### Importar Librerias necesarioas

In [2]:
# Importar las librerias necesarias
import json 
import spacy 
import numpy as np 
from sklearn.metrics.pairwise import cosine_similarity 


### Carga del modelo de SpaCy y lectura de las respuestas desde el json

In [3]:
# Carga del modelo de lenguaje en Ingles de spaCy 
nlp = spacy.load("en_core_web_lg")

# Leer las respuestas desde el archivo JSON
with open('respuesta.json') as file:
    data = json.load(file)
    responses = data["responses"]

### Transformar respuestas en embeddings

In [4]:
# Dataset transformado en  embeddings
responsesEmbeddings = np.array([nlp(response).vector for response in responses])

responsesEmbeddings

array([[ 1.0904796 , -2.3488302 , -0.543687  , ..., -2.584807  ,
        -1.9785779 ,  3.807547  ],
       [ 2.0794666 , -1.1438301 ,  0.46783298, ..., -1.0116231 ,
        -2.111757  ,  3.6217308 ],
       [ 2.8996904 , -0.49203098, -1.9728084 , ..., -1.2895554 ,
        -2.4242344 ,  3.456478  ],
       ...,
       [-1.62018   ,  0.3847784 , -2.3261259 , ..., -3.6405833 ,
        -0.6643802 ,  2.6210325 ],
       [-0.47997463,  0.46028596, -1.7876245 , ..., -1.6465485 ,
        -2.2502735 ,  0.1279058 ],
       [-3.3221512 , -0.7779014 , -2.7207854 , ..., -2.972469  ,
        -1.5138054 ,  0.92538685]], dtype=float32)

In [5]:
# Función para preprocesar el texto
def preprocess(text):
    doc = nlp(text)
    tokens = [token.lemma_.lower() for token in doc if not token.is_stop] # Convierte a lema, minuscula y elimina stop words(palabras "vacias")
    return ' '.join(tokens) # Devuelve los tokens unidos en una cadena

### Funcion para busqueda de respuestas similares

In [6]:
def findMostSimilarReponses(question):
    # Preprocesar la pregunta
    questionProcessed = preprocess(question)
    questionEmbedding = nlp(questionProcessed).vector

    # Calcula la similitud de coseno entre la pregunta y las respuestas
    similarities = cosine_similarity([questionEmbedding], responsesEmbeddings)
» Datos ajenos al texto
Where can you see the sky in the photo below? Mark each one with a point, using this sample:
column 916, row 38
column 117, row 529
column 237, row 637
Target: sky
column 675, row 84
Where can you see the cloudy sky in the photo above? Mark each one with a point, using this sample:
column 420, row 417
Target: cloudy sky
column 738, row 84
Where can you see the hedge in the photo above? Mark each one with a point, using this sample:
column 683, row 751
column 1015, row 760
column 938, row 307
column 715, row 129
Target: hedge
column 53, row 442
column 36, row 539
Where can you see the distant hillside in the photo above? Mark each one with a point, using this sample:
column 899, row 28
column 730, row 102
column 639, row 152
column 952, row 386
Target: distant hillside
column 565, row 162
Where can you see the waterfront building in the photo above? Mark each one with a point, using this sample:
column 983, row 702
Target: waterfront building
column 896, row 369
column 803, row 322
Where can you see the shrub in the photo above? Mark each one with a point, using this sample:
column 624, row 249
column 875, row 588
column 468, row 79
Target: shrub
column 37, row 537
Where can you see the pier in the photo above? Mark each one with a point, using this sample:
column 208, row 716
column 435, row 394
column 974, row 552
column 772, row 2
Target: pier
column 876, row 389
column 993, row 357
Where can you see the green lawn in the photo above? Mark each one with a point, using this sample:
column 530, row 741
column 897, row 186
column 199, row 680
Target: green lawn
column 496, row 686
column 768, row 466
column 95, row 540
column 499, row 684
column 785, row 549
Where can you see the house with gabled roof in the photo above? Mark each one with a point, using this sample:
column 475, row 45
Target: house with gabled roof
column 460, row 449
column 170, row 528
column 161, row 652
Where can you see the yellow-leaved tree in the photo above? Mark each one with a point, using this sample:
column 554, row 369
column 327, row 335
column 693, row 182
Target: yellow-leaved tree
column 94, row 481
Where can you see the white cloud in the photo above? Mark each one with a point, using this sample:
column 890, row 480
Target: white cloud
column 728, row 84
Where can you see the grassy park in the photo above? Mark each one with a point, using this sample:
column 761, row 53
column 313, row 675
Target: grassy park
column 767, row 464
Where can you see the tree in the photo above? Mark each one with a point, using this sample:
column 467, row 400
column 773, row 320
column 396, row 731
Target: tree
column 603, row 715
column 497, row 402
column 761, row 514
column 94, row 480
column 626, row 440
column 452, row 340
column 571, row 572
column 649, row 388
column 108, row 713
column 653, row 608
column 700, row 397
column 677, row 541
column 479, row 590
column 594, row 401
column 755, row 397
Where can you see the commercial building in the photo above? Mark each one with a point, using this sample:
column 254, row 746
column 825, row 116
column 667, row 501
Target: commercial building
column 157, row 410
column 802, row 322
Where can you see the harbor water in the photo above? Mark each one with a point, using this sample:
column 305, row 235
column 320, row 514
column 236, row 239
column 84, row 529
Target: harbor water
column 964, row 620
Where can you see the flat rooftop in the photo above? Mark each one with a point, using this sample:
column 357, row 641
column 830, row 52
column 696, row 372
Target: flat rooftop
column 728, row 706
    # obtiene los indices de las 10 respuestas mas similares
    top_indices = np.argsort(similarities[0])[-10:][::-1]

    # Selecciona la respuesta con mayor similitud entre las 10 respuestas
    selected_response = responses[top_indices[0]]

    return selected_response

In [21]:
# Preguntas de ejemplo
exampleQuestions = [
    "What are the visiting hours?",
    "What are the visiting rules?",
    "How can I get a medical assistance?",
    "Is the emergency room open 24 hours?",
    "Information about Lab results",
    "lab results",
    "Physical therapy sessions?",
    "Is there free WiFi?",
    "Is there a hospital cafeteria?",
]
# Prueba el chatbot con las preguntas de ejemplo
for question in exampleQuestions:
    selectedResponse = findMostSimilarReponses(question)
    print("Question: " ,question)
    print("Selected response: " ,selectedResponse)
    print("--------------------------------------------------")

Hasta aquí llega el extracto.